RNA virus/CRISPR-Cas9 editing in tomato. (A) Scheme of pLX-PVX, a mini T-DNA vector for agroinoculation of recombinant potato virus X (PVX) constructs for sgRNA delivery. The derivatives pLX-PVX::sgPDS and pLX-PVX::sgSGR include single-guide RNAs (sgRNAs) targeting the tomato PHYTOENE DESATURASE (PDS) and STAYGREEN 1 (SGR1), respectively. (B) Agrobacterium-mediated inoculation of pLX-PVX in tomato. RT–PCR detection of a PVX genomic fragment (CP) in a Cas9-expressing tomato cv. Micro-Tom (MT-Cas9) plant agroinoculated with pLX-PVX::sgPDS; samples were collected from upper uninoculated leaves; MW, DNA size standards; N, negative control. (C) Virus-induced genome editing (VIGE) of PDS in tomato somatic cells.

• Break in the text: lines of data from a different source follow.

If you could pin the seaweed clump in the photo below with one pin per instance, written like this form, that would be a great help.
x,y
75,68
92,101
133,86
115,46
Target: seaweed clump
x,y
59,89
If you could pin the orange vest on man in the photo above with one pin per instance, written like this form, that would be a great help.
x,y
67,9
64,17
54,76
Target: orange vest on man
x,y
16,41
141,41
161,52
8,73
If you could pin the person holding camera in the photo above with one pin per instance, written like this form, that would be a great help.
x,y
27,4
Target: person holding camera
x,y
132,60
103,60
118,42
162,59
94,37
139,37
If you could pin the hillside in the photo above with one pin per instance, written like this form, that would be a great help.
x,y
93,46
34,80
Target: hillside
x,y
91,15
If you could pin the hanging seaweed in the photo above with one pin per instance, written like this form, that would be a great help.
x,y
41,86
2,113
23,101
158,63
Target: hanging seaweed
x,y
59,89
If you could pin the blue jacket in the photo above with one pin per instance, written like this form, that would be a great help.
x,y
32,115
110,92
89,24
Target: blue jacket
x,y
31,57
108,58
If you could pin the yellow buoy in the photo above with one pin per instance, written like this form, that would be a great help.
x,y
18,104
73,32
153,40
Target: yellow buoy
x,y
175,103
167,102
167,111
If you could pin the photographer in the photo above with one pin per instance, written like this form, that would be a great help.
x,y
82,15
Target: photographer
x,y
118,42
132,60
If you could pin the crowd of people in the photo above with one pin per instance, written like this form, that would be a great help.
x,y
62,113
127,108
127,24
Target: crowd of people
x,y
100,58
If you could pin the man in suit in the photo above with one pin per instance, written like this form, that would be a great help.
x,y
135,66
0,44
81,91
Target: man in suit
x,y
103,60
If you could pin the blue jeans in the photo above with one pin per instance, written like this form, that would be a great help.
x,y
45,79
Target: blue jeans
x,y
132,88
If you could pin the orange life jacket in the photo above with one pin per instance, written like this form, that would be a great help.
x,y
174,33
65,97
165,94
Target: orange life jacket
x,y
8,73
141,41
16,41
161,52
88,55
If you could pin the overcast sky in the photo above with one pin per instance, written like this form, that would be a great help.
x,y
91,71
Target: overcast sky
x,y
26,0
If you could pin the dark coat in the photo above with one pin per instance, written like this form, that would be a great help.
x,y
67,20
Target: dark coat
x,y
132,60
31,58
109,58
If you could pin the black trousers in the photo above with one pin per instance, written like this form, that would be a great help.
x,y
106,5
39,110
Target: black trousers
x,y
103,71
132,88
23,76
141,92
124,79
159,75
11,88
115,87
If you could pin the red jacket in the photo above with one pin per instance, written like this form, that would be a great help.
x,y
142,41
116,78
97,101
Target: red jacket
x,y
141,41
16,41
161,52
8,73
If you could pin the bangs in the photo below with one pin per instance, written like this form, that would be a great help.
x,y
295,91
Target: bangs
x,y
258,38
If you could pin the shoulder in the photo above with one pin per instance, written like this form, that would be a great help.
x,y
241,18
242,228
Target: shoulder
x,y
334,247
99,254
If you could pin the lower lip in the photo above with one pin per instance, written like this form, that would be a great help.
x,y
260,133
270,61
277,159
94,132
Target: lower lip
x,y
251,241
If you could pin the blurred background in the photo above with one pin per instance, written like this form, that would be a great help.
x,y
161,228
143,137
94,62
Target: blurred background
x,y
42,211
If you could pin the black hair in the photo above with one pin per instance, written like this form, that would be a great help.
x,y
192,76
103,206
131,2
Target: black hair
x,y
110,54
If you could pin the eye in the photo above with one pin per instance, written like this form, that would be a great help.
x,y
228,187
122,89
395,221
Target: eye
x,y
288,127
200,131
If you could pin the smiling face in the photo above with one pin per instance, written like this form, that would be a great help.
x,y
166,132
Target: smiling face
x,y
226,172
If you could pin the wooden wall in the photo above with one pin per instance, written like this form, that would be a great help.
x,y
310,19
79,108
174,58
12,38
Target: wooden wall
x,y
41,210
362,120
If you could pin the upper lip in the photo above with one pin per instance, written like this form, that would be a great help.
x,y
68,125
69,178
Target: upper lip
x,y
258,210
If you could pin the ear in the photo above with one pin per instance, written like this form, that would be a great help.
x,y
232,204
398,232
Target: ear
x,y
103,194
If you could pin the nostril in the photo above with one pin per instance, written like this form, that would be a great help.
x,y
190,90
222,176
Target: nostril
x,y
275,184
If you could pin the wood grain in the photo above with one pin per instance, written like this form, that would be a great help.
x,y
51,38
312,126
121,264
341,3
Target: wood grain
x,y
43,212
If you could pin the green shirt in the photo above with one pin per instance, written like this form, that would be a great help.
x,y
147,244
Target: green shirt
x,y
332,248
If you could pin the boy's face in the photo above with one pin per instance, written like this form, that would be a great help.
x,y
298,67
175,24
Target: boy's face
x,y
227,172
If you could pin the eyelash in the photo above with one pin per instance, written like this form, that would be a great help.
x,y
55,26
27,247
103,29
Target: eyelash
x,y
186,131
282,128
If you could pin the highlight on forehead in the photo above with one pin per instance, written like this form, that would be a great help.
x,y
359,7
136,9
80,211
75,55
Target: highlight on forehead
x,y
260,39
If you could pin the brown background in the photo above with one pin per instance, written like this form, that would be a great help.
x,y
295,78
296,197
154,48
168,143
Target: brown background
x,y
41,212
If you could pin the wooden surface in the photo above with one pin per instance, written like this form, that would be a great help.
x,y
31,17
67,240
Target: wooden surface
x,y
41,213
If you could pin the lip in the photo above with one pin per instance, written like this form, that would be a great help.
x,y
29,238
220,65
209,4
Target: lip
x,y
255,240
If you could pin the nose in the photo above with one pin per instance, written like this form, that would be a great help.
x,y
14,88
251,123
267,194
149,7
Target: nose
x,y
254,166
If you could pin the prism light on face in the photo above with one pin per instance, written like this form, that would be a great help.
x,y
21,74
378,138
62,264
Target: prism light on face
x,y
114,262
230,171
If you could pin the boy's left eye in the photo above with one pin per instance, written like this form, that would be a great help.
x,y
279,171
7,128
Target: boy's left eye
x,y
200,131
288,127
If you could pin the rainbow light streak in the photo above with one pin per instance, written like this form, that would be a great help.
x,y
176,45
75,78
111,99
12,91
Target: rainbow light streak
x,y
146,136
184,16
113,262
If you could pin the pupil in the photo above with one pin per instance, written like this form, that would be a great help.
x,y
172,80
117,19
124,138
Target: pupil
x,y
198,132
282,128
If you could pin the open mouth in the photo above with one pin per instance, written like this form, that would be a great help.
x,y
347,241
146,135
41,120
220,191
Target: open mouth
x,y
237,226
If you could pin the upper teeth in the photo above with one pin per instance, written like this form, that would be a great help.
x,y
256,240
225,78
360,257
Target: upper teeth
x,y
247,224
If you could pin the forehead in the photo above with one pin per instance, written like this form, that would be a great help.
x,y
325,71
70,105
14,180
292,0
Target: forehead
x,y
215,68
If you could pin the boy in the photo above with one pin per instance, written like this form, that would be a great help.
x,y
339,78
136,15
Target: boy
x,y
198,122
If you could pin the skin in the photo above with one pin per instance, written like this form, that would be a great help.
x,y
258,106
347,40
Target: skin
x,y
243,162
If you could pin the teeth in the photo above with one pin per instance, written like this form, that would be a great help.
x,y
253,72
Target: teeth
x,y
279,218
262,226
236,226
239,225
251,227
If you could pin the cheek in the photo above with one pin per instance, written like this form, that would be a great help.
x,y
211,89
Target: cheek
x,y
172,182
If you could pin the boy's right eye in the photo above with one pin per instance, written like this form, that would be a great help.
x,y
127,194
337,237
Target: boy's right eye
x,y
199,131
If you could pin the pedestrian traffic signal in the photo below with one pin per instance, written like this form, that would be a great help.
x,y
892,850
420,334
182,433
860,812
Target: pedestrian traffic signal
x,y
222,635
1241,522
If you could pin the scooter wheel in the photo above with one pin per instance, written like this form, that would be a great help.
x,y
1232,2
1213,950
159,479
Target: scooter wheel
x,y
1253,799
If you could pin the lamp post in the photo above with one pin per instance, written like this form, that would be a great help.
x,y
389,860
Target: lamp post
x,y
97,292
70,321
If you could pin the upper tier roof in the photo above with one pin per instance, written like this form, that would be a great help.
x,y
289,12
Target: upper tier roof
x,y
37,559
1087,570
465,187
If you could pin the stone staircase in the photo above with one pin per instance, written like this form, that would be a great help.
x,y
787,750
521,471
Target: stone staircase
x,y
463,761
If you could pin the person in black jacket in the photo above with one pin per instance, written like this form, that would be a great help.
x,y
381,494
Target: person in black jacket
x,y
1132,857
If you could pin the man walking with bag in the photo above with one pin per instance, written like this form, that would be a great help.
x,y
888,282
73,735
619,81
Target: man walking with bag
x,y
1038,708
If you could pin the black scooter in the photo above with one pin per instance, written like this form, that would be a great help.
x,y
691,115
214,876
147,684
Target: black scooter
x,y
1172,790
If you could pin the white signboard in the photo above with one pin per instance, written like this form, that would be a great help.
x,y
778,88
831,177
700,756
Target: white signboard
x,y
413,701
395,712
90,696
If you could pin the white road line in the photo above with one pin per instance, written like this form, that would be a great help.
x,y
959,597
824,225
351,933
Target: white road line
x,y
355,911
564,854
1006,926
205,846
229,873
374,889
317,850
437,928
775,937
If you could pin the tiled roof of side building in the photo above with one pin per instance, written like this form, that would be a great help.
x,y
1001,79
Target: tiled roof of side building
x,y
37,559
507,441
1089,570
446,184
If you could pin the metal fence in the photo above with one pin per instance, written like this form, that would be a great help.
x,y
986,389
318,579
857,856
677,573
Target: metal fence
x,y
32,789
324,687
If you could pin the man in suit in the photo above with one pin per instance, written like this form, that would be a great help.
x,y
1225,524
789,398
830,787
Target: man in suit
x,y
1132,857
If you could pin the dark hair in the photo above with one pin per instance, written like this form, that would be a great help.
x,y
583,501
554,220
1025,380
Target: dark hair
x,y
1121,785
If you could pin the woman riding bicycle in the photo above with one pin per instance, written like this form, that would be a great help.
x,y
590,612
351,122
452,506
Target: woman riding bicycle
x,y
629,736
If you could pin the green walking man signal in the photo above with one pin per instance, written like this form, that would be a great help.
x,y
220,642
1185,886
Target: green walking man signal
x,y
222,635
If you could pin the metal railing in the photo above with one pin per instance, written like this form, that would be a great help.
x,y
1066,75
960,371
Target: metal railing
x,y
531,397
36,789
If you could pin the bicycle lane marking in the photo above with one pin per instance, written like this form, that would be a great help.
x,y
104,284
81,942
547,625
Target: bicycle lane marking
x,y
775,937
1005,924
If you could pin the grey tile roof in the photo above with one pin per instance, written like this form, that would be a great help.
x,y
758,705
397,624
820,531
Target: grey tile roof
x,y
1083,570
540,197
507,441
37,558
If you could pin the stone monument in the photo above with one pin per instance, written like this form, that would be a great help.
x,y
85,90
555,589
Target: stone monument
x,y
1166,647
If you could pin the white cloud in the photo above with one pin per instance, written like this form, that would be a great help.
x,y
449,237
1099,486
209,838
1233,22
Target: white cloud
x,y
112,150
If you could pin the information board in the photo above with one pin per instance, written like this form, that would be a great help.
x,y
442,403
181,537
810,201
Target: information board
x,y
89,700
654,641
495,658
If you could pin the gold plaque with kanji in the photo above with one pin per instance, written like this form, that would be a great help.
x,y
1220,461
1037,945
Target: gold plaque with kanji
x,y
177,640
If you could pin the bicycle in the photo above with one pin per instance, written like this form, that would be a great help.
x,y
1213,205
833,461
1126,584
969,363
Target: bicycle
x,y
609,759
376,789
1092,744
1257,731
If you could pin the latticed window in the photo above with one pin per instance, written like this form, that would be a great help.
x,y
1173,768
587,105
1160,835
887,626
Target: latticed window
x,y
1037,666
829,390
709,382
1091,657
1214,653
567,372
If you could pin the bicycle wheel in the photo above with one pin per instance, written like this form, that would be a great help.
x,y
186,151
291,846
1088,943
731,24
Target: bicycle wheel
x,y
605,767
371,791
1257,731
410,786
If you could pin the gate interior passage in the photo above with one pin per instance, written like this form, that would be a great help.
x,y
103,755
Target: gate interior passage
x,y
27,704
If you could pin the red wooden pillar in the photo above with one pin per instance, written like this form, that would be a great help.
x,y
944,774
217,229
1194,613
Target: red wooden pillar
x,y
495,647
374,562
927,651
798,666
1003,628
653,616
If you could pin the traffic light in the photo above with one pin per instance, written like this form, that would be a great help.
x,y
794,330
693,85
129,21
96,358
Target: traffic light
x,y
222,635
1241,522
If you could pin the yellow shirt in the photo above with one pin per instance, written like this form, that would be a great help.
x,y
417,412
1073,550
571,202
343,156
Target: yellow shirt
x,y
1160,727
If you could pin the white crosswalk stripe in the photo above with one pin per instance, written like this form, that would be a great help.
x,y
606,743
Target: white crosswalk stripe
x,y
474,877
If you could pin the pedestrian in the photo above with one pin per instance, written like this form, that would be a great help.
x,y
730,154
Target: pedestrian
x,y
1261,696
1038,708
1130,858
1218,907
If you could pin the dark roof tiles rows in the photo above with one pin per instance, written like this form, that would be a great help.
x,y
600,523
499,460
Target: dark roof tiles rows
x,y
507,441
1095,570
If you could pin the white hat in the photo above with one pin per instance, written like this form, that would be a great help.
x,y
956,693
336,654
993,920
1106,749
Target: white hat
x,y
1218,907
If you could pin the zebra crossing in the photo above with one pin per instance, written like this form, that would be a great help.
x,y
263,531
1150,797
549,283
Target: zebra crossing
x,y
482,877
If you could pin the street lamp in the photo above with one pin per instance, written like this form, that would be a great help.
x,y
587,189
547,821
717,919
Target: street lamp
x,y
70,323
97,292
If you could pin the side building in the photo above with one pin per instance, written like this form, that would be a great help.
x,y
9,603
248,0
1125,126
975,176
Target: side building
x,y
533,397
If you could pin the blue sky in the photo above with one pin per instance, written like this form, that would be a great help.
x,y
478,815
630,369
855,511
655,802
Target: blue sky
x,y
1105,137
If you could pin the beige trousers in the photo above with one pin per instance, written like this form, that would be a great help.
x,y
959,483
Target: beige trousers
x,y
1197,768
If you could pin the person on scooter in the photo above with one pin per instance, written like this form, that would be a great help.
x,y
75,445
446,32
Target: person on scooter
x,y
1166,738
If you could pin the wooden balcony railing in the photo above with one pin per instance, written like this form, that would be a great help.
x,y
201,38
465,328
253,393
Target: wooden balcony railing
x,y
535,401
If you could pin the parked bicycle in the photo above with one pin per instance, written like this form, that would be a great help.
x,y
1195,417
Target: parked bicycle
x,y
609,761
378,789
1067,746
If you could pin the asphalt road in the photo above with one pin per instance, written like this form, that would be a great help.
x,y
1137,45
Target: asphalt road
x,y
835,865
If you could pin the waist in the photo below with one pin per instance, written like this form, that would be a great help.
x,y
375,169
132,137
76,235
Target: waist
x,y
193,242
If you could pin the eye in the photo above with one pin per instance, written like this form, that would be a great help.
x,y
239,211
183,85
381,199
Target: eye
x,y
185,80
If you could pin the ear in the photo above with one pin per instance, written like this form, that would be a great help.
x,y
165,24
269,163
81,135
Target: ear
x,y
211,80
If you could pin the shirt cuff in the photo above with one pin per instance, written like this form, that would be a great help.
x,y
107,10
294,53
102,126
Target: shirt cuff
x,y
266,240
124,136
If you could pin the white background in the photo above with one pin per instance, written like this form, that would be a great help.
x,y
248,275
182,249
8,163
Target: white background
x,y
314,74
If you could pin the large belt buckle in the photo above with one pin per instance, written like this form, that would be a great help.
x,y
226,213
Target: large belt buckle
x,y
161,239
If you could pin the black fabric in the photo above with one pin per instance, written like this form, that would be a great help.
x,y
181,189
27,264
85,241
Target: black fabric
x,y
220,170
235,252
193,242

MT-Cas9 plants were agroinoculated with pLX-PVX::sgPDS; after 6 weeks, VIGE was assessed in upper uninoculated leaf samples by PCR of a PDS genomic fragment and Sanger trace deconvolution. Indel frequency percentages are shown; CTRL, uninoculated MT-Cas9 plants. (D) Experimental workflow for tomato trait breeding using the PVX/CRISPR-Cas9 system. sgRNAs are delivered into MT-Cas9 by pLX-PVX agroinoculation, whole plants are regenerated in vitro from upper uninoculated leaf tissue, and progeny is screened for mutant line identification. (E) VIGE of PDS in regenerated tomato plants. Indel frequency percentages and genotypic classification of 10 regenerated plants are shown. (F) Rescue of homozygous PDS mutant progeny. Phenotype and Sanger trace of the progeny line PDS02.3 with a homozygous loss-of-function PDS allele (pds +1/+1); CTRL, control condition. (G) Rescue of homozygous SGR1 mutant progeny. Sanger traces and mature fruit phenotypes of progeny lines with homozygous loss-of-function SGR1 alleles; CTRL, unedited MT-Cas9. (H) Chlorophyll quantification in fruits of SGR1 mutants. Normalized fluorometric amounts of chlorophyll a in mature fruit samples are plotted (mean ± SD, n = 4); significance levels versus the control unedited MT-Cas9 (CTRL) as per Student’s t-test are shown; ^*, p ≤ 0.05; ^**, p ≤ 0.01; ^***, p ≤ 0.001.